Было время, когда первый президент банка, полковник Сарторис, проезжал четыре мили от дома своих предков до банка в экипаже, на паре подобранных в масть лошадей, которыми правил негр в полотняной ливрее и старом цилиндре полковника, было и такое время, когда второй президент ездил в огненно-красной гоночной машине, пока не купил черный «паккард», которым правил негр в белой куртке и шоферской фуражке. У этого, у третьего президента, тоже была черная машина, хотя и не «паккард», и тоже был негр, который умел править, хотя у него никогда не водилось ни белой куртки, ни шоферской фуражки, и этот президент никогда, но крайней мере, до сих пор, не ездил в банк и домой на машине. Те два прежних президента по вечерам после закрытия банка и по воскресеньям разъезжали по всей округе, первый в экипаже, второй в черном «паккарде», и осматривали фермы хлопководов, на которые их банк держал закладные, а новый президент всем этим пока не занимался. И не потому, что все еще не верил, что закладные в его руках. Нет, в этом он никогда не сомневался. Ему ничуть не боязно было в это верить, в нем ни робости, ни сомнений и в помине не было. Просто он еще присматривался, еще учился. И не то чтоб он сразу превзошел две науки, думая, что изучает только одну – как стать респектабельным, – нет, вторую науку он превзошел еще во Французовой Балке, он с этим сюда и приехал. А научился он там смирению, именно такому смирению, которое одно только чего-нибудь да стоит: смиренно признаться себе, что ты многого еще не понимаешь, не знаешь, но ежели у тебя хватит терпения смиренно и долго ко всему присматриваться, особенно если при этом еще оглядываться на свой путь, так ты все узнаешь. И теперь по вечерам и по воскресеньям он сидел в доме, куда никого не приглашали, а значит, никто и не мог видеть, как он сидел в этом вращающемся кресле, в единственной обжитой комнате, не снимая шляпы и жуя все ту же пустоту, а ноги его упирались в эту узкую деревянную некрашеную планку – в это вопиющее несоответствие на старинном, ручной резьбы камине, в планку, похожую на изречения в рамочках, какие прибивают на стенку в той комнате, где часто сидят, думают, работают, – скажем, «ПОМНИ О СМЕРТИ», или «ЖИВИ С УЛЫБКОЙ», или же «БОГ ЕСТЬ ЛЮБОВЬ», – чтобы не только ты сам, но и все твои посетители видели, что ты хоть понаслышке знаком с фактом существования каких-то неопределенных сил, которым, может быть, ты отчасти обязан всем тем, чего достиг.

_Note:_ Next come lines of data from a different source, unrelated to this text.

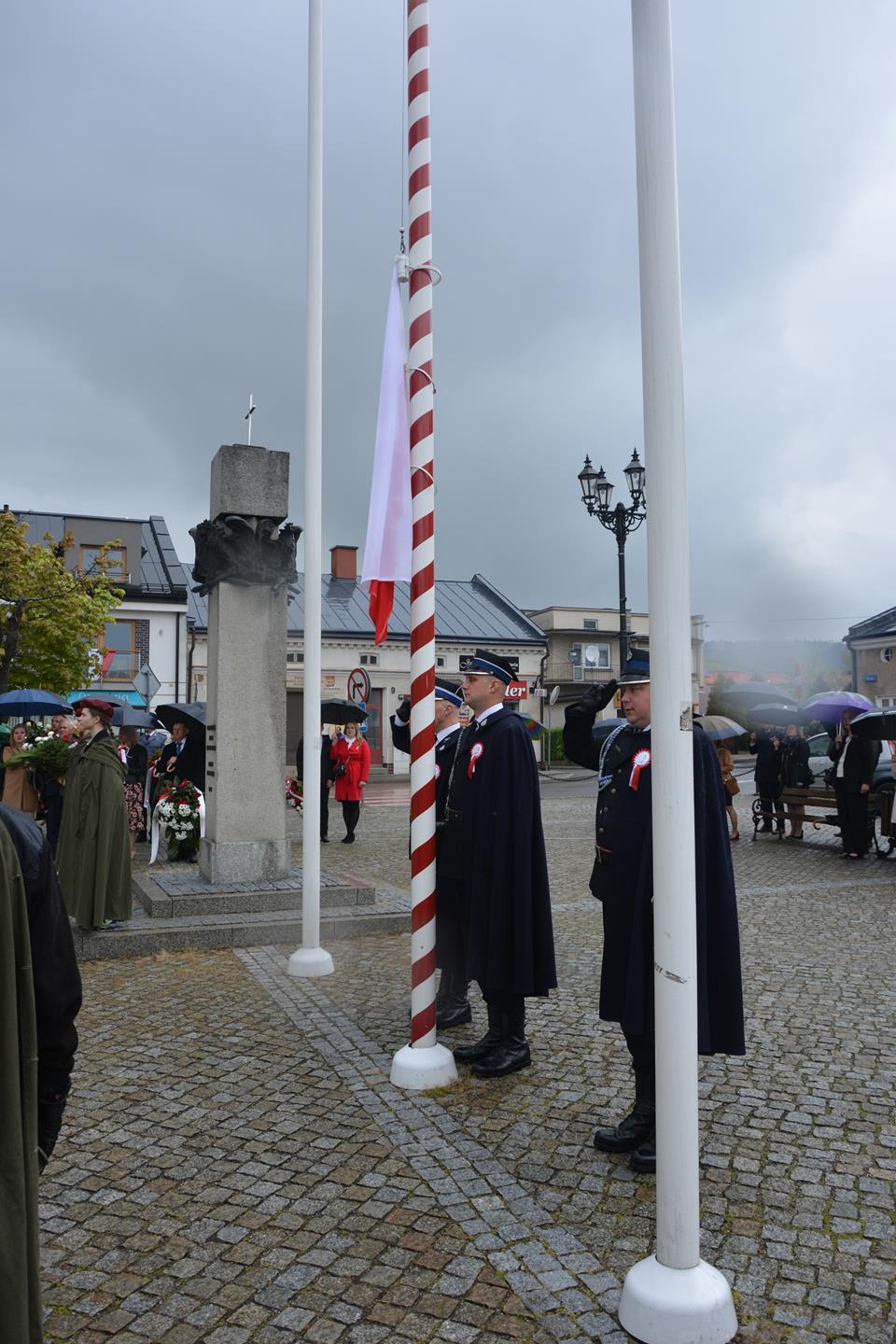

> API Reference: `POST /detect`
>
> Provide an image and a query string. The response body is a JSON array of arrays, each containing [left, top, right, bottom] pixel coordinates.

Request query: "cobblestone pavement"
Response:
[[41, 791, 896, 1344]]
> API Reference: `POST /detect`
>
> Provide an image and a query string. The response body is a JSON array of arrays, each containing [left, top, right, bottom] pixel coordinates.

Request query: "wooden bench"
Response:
[[752, 785, 892, 853]]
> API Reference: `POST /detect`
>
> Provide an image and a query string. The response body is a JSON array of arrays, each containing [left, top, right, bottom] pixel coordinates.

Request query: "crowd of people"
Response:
[[751, 709, 880, 861], [0, 696, 205, 930]]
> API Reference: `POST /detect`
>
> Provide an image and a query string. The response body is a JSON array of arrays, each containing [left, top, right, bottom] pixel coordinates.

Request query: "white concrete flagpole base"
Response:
[[389, 1045, 456, 1091], [620, 1255, 737, 1344], [287, 947, 333, 975]]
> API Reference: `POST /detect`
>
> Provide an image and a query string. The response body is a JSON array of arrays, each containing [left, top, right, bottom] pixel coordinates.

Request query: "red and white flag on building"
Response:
[[361, 266, 413, 644]]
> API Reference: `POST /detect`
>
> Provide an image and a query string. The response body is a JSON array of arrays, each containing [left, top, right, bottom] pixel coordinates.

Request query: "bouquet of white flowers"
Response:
[[156, 779, 200, 859]]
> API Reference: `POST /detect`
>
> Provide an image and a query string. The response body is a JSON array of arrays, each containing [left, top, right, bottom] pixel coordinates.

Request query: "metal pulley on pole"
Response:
[[287, 0, 333, 975], [620, 0, 737, 1344]]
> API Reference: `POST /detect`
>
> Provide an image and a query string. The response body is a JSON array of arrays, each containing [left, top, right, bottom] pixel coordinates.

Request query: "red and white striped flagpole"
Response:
[[391, 0, 456, 1090]]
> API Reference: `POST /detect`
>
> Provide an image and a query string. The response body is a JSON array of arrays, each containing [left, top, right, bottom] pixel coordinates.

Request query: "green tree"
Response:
[[0, 512, 123, 694]]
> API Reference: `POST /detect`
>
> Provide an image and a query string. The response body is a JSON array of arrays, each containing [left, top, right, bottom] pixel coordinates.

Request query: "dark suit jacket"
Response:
[[830, 738, 880, 793], [296, 733, 333, 789], [156, 731, 205, 793]]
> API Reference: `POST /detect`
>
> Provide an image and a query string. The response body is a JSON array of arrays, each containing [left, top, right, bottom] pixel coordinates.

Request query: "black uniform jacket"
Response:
[[749, 733, 780, 788], [447, 707, 557, 996], [156, 733, 205, 793], [829, 738, 880, 793], [563, 705, 744, 1055], [0, 803, 80, 1096], [296, 733, 333, 789]]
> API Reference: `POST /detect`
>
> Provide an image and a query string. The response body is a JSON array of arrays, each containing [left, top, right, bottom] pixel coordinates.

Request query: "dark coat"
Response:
[[56, 730, 131, 929], [829, 738, 880, 793], [0, 804, 80, 1093], [156, 730, 205, 793], [749, 733, 780, 786], [450, 707, 557, 996], [780, 738, 813, 789], [563, 705, 744, 1055]]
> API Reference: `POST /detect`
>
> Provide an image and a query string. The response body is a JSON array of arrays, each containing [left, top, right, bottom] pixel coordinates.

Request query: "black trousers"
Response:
[[343, 803, 361, 836], [435, 875, 466, 980], [756, 782, 785, 831], [43, 794, 64, 859], [834, 779, 868, 853]]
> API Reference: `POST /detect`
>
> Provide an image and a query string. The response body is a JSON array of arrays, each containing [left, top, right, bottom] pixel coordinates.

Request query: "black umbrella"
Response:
[[849, 709, 896, 742], [747, 705, 802, 728], [153, 700, 205, 733], [716, 681, 796, 709], [321, 700, 367, 724], [111, 705, 156, 728]]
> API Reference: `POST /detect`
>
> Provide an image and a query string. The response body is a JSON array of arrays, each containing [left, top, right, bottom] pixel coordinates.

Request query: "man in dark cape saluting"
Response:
[[391, 678, 473, 1030], [563, 651, 744, 1172], [442, 650, 557, 1078]]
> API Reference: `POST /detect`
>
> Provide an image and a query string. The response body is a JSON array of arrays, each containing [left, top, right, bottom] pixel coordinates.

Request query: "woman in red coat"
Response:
[[330, 723, 371, 844]]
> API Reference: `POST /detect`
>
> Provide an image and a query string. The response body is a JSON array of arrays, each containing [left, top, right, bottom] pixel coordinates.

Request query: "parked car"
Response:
[[806, 733, 896, 791]]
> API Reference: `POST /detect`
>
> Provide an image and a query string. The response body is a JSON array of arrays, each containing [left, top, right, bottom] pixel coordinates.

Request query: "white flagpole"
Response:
[[620, 0, 737, 1344], [288, 0, 333, 975]]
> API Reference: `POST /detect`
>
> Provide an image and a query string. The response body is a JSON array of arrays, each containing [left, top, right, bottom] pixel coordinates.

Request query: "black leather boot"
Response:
[[473, 1008, 532, 1078], [454, 1004, 504, 1064], [435, 971, 473, 1030], [629, 1129, 657, 1172], [594, 1072, 657, 1154]]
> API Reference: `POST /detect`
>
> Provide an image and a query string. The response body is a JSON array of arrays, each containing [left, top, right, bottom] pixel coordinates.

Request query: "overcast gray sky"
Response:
[[0, 0, 896, 638]]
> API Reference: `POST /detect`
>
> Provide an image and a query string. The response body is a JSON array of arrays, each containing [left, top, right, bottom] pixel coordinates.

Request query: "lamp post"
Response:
[[579, 448, 648, 682]]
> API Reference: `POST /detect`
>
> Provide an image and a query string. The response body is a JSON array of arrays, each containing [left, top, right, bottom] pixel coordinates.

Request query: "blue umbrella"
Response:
[[802, 691, 875, 723], [0, 691, 71, 719]]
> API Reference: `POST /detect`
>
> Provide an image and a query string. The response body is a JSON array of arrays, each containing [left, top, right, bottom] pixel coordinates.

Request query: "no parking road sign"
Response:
[[348, 668, 371, 705]]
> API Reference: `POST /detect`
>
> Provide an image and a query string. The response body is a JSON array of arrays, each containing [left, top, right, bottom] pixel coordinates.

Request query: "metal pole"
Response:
[[291, 0, 333, 975], [620, 0, 737, 1344], [389, 0, 456, 1091]]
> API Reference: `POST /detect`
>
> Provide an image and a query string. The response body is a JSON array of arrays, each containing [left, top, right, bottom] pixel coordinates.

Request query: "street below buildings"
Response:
[[40, 790, 896, 1344]]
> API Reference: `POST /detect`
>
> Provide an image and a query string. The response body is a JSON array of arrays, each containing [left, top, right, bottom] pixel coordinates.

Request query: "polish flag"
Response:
[[361, 266, 413, 644]]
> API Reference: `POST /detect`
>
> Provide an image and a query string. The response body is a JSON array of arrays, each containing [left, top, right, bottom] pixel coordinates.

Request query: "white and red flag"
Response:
[[361, 266, 413, 644]]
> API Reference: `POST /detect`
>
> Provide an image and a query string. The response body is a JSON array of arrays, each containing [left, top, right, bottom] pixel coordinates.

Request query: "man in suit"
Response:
[[157, 719, 205, 793], [391, 678, 473, 1030], [296, 727, 333, 844]]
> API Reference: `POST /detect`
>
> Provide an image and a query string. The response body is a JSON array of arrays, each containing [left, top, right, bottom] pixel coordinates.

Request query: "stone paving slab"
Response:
[[42, 800, 896, 1344]]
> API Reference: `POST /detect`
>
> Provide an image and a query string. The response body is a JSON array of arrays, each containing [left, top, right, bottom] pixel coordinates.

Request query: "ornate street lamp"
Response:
[[579, 449, 648, 682]]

Но все это – и планка, и все прочее – появилось позже. А теперь Юрист получил свободу. И наконец – разумеется, не через три дня после отъезда Линды в Нью-Йорк, но и не через триста дней – он, как говорится, получил уже полную свободу. Он стоял у окошка на почте, с распечатанным письмом в руках, когда я вошел, и случайно в эту минуту, кроме нас, там никого не было.
– Его зовут Бартон Коль, – говорит он.
– Это как? – говорю. – Кого это так зовут?
– Мечту, вот кого, – говорит.
– Коул? – спрашиваю.
– Нет, – говорит, – вы произносите «Коул», а его фамилия – Коль.
– Вот как, – говорю, – Коль. Не очень-то американское имя.
– А Владимир Кириллыч, по-вашему, очень американское имя?
К счастью, на почте было пусто. Чистая случайность, он тут ни при чем.
– О, черт! – говорю. – Сто пятьдесят лет подряд, с тех пор как ваши проклятые янки из Конгресса выселили нас в горы Вирджинии, один Рэтлиф из каждого поколения тратит полжизни, чтобы скрыть свое имя, а в конце концов кто-нибудь обязательно ляпнет при всех. Наверно, Юла меня выдала?
– Ладно, – говорит, – помогу вам скрыть ваш семейный позор. А он – да, он еврей. И скульптор, наверно, отличный.
– Из-за этого? – говорю.
– Возможно, но не только из-за этого. Из-за нее.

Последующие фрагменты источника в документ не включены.